У Маштакова вдруг закружилась голова, он торопливо ухватился рукой за косяк. Придерживаясь рукой за стену, направился в сторону выхода из квартиры.
Бредя по коридору, боковым зрением зацепил около вешалки широкую спину в новеньком блескучем форменном бушлате.
Хорошо поставленный баритон рокотал в трубку:
– Под моим личным руководством, товарищ полковник… Я принял личное участие в поквартирном обходе… Особо тяжкое преступление раскрыто по горячим следам, товарищ полковник…
Выбравшись в подъезд, Миха плюхнулся на грязные ступени и долго хлопал себя по карманам, прежде чем наткнулся на сигареты. Вытащил пачку, выбил в прореху сигарету, она упала на пол, откатилась в сторону. Вытряс вторую, сунул в рот и завис, забыв, как прикуривают. Не обратил внимания на тяжелую поступь подошедшего вплотную человека.

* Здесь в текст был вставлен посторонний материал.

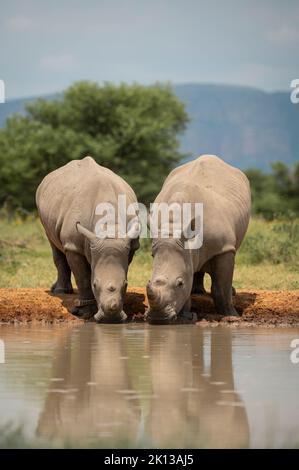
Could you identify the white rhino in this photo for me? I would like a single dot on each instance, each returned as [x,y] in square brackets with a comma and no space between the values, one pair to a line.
[67,199]
[177,271]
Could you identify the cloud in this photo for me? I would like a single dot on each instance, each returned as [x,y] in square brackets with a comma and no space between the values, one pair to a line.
[58,62]
[20,24]
[285,35]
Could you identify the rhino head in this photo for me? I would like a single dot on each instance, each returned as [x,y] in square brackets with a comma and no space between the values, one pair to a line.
[110,258]
[170,287]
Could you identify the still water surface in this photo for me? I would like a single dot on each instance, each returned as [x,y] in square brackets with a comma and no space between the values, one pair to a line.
[151,386]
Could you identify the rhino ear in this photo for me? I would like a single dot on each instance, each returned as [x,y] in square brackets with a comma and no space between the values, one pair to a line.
[89,235]
[134,228]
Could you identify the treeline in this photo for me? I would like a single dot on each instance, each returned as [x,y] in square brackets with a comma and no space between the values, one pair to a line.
[131,129]
[275,194]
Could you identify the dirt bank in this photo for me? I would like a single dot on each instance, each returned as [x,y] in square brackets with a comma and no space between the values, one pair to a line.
[256,307]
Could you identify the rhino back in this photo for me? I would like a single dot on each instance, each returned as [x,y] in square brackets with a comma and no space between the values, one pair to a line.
[225,194]
[70,194]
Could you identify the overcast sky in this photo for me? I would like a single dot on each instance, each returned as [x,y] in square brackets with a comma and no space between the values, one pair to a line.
[46,45]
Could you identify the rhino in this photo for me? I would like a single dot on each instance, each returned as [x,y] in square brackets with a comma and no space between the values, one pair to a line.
[178,270]
[67,201]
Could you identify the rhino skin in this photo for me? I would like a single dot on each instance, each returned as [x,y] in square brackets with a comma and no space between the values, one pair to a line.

Встрепенулся оттого, что его трясли за плечо. Поднял глаза вверх и увидел нависшего над собой Коростылёва. Лицо у того было суровым, а глаза – праведно торжествующими.
– Все, Маштаков, доигрался в бирюльки. Поехали в наркологию. На освидетельствование.
Миха пожал плечами: «Поехали». Всё равно оставаться в этом дурдоме у него не было сил. Пусть без него говно разгребают, а он прокатится на чёрной «Волге», потешит кадровика и сам заодно отвлечётся.